Manhaj dan Madzhab

Islam itu memudahkan bukan mempersulit.

0
464

Manhaj adalah sesuatu yang bersumber dari Rasulullah SAW, dan sifatnya terbagi dua, ada yang ditunjukkan satu dalil dan satu cara saja. Ini menunjukkan bahwa hal dimaksud mudah dilakukan bagi siapapun dan tidak ada alternative untuk menghindarinya karena semua orang bisa melakukannya. (Sederhananya, manhaj adalah cara beragama, ed)

Satu dalil satu cara, masuk ke masjid langkahkan kaki kanan haditsnya jelas, ucapkan,

اللَّهُمَّ افْتَحْ لِيْ أَبْوَابَ رَحْمَتِكَ

“Ya Allah, bukalah bagiku pintu-pintu rahmat-Mu.” (HR Muslim no.1165 An-Nasa’y no.721)

Keluar kaki kiri, tidak ada alternatif yang lain. Kemudian hal-hal yang bersifat tanawua’, dalil yang sifatnya beragam contohnya banyak tidak hanya satu cara. Ini adalah sebuah kemudahan yang diberikan oleh syariat Islam yang dicontohkan semuanya oleh Nabi SAW, karena tidak semua orang bisa melakukan hal yang sama.

Seperti bacaan Al Qur’an sampai ada 7 riwayat, bismillah sampai dengan empat cara. Yang paling menarik bahkan sampai saat akan sujud pun bisa Nabi mencontohkan dengan lututnya misalnya, diriwayatkan oleh Waa-il ibn Hujr radhiyallahu ‘anhu:

رأيت رسول الله صلى الله عليه و سلم إذا سجد يضع ركبتيه قبل يديه

Artinya: “Aku telah melihat Rasulullah shallallahu ‘alaihi wa sallam apabila sujud, beliau mendahulukan dua lutut sebelum dua tangan beliau.” (HR. Abu Dawud No. 838, 839)

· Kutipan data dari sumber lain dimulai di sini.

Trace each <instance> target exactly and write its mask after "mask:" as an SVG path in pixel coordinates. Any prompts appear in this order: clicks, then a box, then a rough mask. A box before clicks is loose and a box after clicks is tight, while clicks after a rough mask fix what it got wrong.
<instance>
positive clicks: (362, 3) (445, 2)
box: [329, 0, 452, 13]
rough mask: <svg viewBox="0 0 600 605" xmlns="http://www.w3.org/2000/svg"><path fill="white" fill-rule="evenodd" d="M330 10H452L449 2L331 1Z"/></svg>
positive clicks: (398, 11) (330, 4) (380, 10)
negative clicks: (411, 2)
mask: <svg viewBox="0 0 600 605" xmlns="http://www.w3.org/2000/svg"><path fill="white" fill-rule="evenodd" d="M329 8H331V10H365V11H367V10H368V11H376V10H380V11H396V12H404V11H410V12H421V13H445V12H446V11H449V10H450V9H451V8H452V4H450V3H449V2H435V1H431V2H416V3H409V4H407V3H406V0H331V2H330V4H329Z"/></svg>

Kemudian pernah Nabi mencontohkan dengan telapak tangannya ketika akan turun ke sujud masih dari hadits Abu Daud No. 840, 841. Diriwayatkan oleh Abu Hurairah radhiyallahu ‘anhu, bahwa Rasulullah shallallahu ‘alaihi wa sallam bersabda:

إذا سجد أحدكم فلا يبرك كما يبرك البعير وليضع يديه قبل ركبتيه

Artinya: “Apabila salah seorang di antara kalian ingin sujud maka janganlah turun seperti turunnya unta. Hendaklah ia meletakkan dua tangannya sebelum dua lututnya.”

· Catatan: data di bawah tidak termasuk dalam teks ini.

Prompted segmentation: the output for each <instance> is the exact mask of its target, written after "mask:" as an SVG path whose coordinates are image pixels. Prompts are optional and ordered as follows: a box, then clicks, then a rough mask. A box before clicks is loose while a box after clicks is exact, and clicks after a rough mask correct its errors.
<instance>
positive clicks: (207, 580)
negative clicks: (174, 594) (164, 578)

Kenapa dua cara ini dicontohkan padahal Nabi bisa mencontohkan satu saja, mungkin dengan telapak tangan saja atau dengan lutut saja. Karena ternyata tidak setiap orang bisa mengerjakan hal yang sama. Misal, ada orang yang lututnya bermasalah dia akan menggunakan apa? Karena itu diberikan alternatif oleh Nabi, jika anda tidak mungkin menggunakan salah satunya maka silahkan gunakan yang lainnya.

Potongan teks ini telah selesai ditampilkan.